“A hair hygrometer,” he said to me, waving his wax-like hand over it. “The indications are obtained from the expansion and contraction of a prepared human hair, transferred to an index needle traversing the divided arc of—”
“What oil do you put on the human hair Jode?” called out the Governor, who had left our group, and was gamboling about by himself among the tubes and dials. “What will this one do?” he asked, and poked at a wet paper disc. But before the courteous Jode could explain that it had to do with evaporation and the dew-point, the Governor’s attention wandered, and he was blowing at a little fan-wheel. This instantly revolved and set a number of dial hands going different ways. “Hi!” said the Governor, delighted. “Seen ’em like that down mines. Register air velocity in feet. Put it away, Jode. You don’t want that to-morrow. What you’ll need, Hilbrun says, is a big old rain-gauge and rubber shoes.”

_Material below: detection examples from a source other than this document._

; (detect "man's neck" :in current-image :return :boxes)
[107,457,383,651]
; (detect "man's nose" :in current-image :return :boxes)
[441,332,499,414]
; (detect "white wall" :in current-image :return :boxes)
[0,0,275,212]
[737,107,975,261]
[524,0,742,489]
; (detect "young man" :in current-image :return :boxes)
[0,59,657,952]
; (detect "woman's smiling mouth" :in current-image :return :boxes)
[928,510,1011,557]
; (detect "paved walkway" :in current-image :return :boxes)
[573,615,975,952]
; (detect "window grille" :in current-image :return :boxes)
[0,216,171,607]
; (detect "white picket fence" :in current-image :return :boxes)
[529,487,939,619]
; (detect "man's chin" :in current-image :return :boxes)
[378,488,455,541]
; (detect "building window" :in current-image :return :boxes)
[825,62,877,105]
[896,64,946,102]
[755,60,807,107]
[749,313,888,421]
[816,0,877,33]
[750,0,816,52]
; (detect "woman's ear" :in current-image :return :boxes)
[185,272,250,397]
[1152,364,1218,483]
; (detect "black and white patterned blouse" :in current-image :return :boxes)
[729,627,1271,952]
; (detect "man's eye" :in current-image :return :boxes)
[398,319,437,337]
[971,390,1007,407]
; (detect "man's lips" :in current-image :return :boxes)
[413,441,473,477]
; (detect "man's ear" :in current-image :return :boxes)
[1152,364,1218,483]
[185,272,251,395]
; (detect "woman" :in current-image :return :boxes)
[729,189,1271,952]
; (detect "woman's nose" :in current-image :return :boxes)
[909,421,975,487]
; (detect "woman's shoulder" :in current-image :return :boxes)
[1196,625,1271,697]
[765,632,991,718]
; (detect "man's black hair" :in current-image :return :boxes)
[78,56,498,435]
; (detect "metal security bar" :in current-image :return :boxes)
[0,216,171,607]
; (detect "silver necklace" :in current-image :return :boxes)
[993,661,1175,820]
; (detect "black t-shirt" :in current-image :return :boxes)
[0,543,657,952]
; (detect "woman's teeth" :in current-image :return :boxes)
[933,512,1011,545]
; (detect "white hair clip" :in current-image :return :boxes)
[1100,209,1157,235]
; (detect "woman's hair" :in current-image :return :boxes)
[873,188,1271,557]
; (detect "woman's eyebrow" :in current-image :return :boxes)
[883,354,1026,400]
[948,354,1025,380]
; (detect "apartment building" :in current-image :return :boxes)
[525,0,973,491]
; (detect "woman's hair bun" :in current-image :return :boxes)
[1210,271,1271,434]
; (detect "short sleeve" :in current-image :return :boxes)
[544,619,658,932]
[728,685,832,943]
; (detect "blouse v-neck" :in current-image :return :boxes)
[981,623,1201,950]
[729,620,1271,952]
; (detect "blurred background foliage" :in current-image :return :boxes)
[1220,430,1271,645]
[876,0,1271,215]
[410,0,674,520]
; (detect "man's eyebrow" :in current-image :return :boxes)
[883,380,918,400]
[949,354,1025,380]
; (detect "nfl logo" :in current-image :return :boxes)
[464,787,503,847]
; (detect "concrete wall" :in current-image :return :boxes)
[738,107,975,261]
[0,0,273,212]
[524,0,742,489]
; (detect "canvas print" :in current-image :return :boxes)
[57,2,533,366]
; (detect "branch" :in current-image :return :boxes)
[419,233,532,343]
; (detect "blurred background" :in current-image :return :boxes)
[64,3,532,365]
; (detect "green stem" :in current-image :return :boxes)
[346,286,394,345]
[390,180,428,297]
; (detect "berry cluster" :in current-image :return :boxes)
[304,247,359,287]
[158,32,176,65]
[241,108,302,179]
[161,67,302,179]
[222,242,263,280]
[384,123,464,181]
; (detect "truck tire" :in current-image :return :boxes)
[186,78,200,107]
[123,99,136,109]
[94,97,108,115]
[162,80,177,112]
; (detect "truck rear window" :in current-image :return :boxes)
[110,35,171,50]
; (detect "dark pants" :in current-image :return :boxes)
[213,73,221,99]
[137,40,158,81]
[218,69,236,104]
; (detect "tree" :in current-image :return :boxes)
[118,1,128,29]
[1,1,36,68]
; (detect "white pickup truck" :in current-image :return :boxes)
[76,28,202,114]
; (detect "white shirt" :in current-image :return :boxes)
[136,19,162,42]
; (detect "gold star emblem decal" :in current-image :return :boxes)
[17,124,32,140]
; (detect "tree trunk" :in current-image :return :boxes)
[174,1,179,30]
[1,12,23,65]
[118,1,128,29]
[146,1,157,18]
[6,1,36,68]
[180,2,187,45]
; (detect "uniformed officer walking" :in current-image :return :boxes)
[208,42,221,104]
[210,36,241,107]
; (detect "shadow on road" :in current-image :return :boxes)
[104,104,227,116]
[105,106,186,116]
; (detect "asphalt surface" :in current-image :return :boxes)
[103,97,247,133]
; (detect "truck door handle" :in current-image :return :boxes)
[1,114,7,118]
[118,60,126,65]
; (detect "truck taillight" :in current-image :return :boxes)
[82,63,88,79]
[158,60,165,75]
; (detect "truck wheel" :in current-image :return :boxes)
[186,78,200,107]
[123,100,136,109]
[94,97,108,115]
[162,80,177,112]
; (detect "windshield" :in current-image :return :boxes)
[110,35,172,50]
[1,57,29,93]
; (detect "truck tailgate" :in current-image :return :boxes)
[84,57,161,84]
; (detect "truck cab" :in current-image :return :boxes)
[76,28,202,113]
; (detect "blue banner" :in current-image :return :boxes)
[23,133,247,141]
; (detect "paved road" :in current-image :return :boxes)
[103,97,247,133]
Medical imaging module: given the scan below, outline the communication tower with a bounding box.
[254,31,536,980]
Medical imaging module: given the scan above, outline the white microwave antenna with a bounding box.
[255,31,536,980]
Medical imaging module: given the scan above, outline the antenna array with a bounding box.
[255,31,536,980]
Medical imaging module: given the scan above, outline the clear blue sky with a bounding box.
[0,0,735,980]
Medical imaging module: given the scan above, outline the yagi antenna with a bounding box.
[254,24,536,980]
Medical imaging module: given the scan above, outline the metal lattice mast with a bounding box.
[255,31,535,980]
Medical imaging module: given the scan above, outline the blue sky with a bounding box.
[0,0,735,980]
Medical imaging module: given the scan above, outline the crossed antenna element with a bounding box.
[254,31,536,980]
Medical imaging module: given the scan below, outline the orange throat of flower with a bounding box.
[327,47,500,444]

“I shall require nothing of the sort, Governor,” Jode retorted at once. “And you can go to church without your umbrella in safety, sir. See there.” He pointed to a storm-glass, which was certainly as clear as crystal. “An old-fashioned test, you will doubtless say, gentlemen,” Jode continued—though none of us would have said anything like that—“but unjustly discredited; and, furthermore, its testimony is well corroborated, as you will find you must admit.” Jode’s voice was almost threatening, and he fetched one corroborator after another. I looked passively at wet and dry bulbs, at self-recording, dotted registers; I caught the fleeting sound of words like “meniscus” and “terrestrial minimum thermometer,” and I nodded punctually when Jode went through some calculation. At last I heard something that I could understand—a series of telegraphic replies to Jode from brother signal-service officers all over the United States. He read each one through from date of signature, and they all made any rain to-morrow entirely impossible. “And I tell you,” Jode concluded, in his high, egg-shell voice, “there’s no chance of precipitation now, sir. I tell you, sir,”—he was shrieking jubilantly— “there’s not a damn’ thing to precipitate!”